Por Diego Zúñiga Febrero 26, 2015

Qué grande y compleja suena la palabra “clásico” a veces. Qué antigua, qué tiesa, incluso. Algo intocable, diría. Basta pensar cuando éramos escolares y el profesor de Castellano nos explicaba que la literatura -la verdadera literatura- estaba encerrada ahí, en esos libros grandes y antiguos que nunca queríamos leer: novelas francesas, poemas alemanes, cuentos norteamericanos, las obras de Shakespeare, el Quijote y un largo y grandilocuente etcétera.

En medio de ese etcétera estaba -y sigue estando, sin duda- Moby Dick, de Herman Melville: esa novela-monstruo que no sólo nos atemorizaba por ese viaje al infierno que hacen los tripulantes del Pequod, sino también por sus más de 700 páginas, que a muchos nos parecían un lugar incómodo, abrumador, a ratos imposible.

No tuve la suerte -o la desdicha, según se mire- de leer Moby Dick en el colegio. En realidad, creo, no leímos casi ningún clásico, ningún libro de más de 300 páginas, porque el profesor había tirado la esponja con nosotros: apenas podíamos con novelas de 150 páginas y nos íbamos a aventurar con un clásico de aquellos. Y la verdad es que no lo culpo, porque es cierto: íbamos a empezar la novela, quizá con entusiasmo o con curiosidad, al menos, pero sin duda que la abandonaríamos a las pocas páginas, probablemente antes, incluso, de que Ismael se subiera al barco en busca de la ballena blanca y conociera al capitán Ahab, uno de los personajes más desconcertantes y misteriosos de la literatura universal.

No leímos Moby Dick, tampoco Madame Bovary y menos algunas de las novelas clave de Tolstoi y Dostoievski. Tampoco Shakespeare ni Cervantes. Pero insisto: no culpo a mi profesor, que en lugar de esos libros optó por novelas latinoamericanas del boom, con las que tuvo más suerte. Quizá lo único que se le puede reprochar es no habernos contado cuán contemporáneos eran Melville y Flaubert, cuán entretenidos, incluso, aunque aquello nos hubiese parecido casi imposible en ese tiempo, cuando creíamos que sólo nos podía interesar lo que estuviera vivo. Y, efectivamente, ahí está el error: enseñar a los clásicos como si estuvieran muertos, cuando en realidad un clásico es todo lo contrario: es un libro que nunca deja de ser actual, que nunca deja de interpelarnos, que en cada lectura se convierte en un libro nuevo, sorprendente.

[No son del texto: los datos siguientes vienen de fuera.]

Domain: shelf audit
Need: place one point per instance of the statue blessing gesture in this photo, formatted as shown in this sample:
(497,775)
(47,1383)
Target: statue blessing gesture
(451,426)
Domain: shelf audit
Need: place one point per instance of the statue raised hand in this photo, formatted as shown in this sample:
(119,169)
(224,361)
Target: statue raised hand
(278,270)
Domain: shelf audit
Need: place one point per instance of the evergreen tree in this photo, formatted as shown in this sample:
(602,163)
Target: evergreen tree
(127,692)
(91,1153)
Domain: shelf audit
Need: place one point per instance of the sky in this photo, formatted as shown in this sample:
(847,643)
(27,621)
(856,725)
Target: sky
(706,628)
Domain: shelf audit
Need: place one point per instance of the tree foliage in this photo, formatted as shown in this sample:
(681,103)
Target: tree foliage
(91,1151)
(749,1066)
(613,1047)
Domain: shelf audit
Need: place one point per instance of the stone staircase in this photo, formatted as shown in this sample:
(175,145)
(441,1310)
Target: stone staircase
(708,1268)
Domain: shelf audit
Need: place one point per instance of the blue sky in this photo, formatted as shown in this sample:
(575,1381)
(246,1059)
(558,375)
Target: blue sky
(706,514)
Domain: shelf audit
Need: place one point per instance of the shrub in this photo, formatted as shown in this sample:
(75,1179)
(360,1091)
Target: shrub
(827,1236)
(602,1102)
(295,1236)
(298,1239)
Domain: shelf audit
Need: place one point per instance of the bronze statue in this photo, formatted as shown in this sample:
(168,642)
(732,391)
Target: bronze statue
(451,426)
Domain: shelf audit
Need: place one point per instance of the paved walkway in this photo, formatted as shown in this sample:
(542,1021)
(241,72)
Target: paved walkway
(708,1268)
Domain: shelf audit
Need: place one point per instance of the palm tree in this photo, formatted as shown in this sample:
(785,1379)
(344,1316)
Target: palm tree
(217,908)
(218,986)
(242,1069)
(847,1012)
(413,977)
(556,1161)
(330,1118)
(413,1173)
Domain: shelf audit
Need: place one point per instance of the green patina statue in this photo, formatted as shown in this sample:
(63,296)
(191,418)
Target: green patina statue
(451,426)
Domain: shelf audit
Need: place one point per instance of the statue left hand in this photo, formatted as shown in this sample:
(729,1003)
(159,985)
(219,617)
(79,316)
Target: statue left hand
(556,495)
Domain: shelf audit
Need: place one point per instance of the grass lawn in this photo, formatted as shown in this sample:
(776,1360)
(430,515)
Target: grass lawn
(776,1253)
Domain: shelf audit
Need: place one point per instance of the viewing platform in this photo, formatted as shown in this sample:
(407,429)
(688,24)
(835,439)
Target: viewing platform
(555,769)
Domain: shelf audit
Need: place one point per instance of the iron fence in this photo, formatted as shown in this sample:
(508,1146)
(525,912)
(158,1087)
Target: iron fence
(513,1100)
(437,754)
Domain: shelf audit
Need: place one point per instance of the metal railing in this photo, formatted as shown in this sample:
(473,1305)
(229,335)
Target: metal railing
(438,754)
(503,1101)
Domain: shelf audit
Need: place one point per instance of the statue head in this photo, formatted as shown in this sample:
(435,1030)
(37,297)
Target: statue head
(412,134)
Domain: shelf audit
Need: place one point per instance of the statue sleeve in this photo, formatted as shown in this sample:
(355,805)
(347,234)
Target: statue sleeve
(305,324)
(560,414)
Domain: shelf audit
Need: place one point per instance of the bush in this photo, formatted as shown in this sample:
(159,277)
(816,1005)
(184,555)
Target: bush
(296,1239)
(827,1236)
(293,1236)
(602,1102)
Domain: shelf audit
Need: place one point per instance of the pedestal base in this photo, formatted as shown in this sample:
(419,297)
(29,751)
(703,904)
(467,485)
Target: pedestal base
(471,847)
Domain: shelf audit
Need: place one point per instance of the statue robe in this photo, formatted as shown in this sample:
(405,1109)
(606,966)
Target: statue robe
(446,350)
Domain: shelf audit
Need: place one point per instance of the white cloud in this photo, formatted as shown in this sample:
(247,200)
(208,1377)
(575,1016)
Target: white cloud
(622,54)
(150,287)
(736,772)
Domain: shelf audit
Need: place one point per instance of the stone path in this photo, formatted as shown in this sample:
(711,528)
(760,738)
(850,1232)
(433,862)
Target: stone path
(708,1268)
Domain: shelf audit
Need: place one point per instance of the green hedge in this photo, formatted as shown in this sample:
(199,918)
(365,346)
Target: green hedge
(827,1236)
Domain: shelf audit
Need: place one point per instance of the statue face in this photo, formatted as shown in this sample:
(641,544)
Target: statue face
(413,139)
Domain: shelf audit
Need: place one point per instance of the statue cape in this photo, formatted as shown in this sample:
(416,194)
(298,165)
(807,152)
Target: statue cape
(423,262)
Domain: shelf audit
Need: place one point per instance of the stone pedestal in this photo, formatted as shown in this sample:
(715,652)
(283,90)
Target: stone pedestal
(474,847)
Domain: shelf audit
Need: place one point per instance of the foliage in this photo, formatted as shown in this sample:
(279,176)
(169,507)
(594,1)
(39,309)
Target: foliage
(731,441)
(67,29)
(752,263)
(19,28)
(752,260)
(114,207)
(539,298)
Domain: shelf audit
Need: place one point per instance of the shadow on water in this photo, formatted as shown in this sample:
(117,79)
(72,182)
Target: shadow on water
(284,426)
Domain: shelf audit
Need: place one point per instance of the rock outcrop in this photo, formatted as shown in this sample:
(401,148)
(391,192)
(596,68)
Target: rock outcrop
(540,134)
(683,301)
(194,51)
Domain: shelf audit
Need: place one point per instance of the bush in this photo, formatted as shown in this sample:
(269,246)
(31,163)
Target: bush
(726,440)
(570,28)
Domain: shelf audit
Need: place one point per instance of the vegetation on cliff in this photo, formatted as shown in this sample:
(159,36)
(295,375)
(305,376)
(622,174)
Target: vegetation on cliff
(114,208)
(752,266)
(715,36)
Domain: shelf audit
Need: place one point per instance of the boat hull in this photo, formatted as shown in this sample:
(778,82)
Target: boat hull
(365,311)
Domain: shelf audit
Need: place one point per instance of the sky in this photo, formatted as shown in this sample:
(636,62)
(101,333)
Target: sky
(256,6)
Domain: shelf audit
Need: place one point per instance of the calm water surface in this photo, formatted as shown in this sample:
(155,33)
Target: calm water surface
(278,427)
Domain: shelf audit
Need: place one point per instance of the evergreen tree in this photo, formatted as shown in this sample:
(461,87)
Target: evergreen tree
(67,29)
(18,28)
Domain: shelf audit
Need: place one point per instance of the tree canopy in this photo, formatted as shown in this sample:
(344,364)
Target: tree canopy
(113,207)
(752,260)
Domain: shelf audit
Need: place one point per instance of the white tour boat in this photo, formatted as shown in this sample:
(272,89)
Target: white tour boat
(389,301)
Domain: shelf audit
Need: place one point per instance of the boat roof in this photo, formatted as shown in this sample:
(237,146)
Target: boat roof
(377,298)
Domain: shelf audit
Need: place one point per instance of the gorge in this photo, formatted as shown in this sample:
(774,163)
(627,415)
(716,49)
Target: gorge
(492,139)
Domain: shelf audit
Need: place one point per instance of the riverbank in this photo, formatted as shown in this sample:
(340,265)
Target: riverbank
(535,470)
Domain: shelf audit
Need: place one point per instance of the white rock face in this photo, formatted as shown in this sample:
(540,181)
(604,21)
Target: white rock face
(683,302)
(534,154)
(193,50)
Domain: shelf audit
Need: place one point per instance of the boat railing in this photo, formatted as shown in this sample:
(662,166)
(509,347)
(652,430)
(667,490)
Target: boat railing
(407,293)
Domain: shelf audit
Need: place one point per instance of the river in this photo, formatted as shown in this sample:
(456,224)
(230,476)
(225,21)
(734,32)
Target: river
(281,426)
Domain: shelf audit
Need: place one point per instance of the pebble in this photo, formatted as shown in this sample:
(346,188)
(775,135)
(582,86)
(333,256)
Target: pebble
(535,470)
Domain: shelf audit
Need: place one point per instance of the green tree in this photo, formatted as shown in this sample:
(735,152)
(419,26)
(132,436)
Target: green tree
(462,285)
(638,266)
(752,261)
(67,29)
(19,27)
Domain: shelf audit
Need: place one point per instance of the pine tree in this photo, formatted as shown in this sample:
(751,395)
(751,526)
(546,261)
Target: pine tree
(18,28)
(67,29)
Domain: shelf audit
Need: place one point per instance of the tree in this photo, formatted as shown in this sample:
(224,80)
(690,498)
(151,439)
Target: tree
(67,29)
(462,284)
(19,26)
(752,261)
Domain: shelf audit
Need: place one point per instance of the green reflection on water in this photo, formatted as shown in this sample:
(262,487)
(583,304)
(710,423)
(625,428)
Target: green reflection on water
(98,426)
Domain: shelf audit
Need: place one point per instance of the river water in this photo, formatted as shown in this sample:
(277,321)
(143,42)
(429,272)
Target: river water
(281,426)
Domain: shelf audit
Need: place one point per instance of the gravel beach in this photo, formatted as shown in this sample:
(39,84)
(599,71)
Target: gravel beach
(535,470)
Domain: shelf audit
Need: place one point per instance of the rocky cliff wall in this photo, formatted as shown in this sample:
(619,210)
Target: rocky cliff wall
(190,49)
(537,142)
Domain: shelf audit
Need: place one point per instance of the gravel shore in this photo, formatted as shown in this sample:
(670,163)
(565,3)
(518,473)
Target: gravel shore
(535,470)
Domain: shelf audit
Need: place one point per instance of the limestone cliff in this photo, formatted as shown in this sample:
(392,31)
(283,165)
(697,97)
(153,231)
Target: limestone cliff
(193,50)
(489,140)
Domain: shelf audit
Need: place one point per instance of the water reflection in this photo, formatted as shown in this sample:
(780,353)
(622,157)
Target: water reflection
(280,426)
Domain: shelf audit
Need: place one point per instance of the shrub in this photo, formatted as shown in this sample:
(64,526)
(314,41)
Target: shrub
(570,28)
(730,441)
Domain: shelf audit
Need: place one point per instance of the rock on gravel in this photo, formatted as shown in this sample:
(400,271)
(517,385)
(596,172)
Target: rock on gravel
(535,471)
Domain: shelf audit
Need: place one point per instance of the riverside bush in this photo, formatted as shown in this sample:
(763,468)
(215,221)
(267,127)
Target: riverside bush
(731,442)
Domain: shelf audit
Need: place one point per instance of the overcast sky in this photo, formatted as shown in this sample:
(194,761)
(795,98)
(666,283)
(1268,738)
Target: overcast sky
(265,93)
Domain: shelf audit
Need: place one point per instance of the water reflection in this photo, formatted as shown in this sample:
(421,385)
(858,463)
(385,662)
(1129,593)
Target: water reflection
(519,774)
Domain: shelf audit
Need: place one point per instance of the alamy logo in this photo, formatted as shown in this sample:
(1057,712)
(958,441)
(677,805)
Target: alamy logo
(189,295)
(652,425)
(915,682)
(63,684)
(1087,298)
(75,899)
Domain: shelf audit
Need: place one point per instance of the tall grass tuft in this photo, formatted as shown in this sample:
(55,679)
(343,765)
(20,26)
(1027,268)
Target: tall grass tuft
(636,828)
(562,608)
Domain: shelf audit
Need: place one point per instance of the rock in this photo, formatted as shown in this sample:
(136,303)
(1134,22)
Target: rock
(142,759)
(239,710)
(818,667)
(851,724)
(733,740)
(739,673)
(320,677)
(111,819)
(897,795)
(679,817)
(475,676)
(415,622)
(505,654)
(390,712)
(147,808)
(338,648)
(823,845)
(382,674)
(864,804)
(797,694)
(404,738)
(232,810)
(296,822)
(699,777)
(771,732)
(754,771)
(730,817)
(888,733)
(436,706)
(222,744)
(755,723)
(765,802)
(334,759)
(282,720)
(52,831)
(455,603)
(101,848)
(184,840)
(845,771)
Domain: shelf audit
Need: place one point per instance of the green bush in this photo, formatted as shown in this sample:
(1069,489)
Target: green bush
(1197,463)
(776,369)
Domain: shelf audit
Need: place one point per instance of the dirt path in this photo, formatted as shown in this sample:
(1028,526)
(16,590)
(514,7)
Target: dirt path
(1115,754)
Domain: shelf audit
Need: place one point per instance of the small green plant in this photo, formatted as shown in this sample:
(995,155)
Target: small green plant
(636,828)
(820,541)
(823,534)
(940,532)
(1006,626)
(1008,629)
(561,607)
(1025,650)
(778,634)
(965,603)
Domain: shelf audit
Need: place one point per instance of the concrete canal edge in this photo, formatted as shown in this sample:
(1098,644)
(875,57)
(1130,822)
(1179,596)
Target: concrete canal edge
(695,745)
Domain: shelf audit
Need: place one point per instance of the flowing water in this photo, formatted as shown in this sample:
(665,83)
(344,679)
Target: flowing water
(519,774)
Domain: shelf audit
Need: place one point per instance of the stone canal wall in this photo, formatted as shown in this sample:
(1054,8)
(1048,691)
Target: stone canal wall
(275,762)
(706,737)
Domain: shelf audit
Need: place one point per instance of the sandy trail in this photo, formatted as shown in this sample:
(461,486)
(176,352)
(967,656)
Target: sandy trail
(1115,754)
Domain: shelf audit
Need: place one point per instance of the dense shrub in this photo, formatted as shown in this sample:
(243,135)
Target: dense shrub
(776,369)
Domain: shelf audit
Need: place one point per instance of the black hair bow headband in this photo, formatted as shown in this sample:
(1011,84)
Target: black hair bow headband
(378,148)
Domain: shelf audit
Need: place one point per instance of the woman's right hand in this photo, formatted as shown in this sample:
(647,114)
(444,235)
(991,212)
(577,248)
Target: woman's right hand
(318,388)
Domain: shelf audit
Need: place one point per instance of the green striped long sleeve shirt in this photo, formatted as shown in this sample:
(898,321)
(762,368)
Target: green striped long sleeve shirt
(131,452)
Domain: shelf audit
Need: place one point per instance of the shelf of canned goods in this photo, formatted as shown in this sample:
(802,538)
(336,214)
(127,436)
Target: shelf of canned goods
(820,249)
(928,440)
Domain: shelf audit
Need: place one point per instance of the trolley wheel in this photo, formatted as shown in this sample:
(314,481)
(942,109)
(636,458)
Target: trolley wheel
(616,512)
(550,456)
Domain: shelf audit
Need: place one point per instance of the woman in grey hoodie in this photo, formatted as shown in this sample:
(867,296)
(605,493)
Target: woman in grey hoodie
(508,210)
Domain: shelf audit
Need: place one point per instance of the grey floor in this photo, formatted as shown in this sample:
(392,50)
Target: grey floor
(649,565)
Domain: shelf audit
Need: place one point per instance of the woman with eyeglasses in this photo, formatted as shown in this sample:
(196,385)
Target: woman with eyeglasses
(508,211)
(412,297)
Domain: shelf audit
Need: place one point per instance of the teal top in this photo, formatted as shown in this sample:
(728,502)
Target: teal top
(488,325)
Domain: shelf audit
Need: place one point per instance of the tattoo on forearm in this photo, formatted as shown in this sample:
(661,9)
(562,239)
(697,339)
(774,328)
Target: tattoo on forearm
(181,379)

Y pienso en todo esto a propósito de la reedición de Moby Dick, que acaba de llegar a librerías chilenas, en una edición hermosa a cargo de Hueders y Sexto Piso, con ilustraciones del mexicano Gabriel Pacheco -de una belleza innegable- y con traducción del español Andrés Barba, que se deja leer con absoluto placer. Porque eso es lo que produce la lectura de Moby Dick: un placer adictivo y la confirmación de que fue una novela clave para los que escribieron después, porque acá no sólo está tratado el tema del Mal de forma brillante -y que influenció, indudablemente al Cormac McCarthy de Meridiano de Sangre o al Bolaño de 2666, por citar algunos ejemplos contemporáneos-, sino también por la voz de Ismael, quien cuenta esta historia de terror: un narrador disgresivo, un narrador contemporáneo, que es dueño de la historia, que se detiene, que avanza, que nos adelanta información: un narrador autoconsciente.

“Las construcciones pequeñas suelen ser acabadas por sus primeros arquitectos, pero las grandes, las auténticas, siempre dejan trabajo a la posteridad”, escribe Melville en un momento, dejando en claro que sabía que Moby Dick iba a ser una obra maestra. Un clásico. Un libro que nunca llegamos a entender del todo y que por eso resulta inacabable. Una novela de aventuras, un relato épico, ambicioso. Un lugar donde podríamos quedarnos a vivir.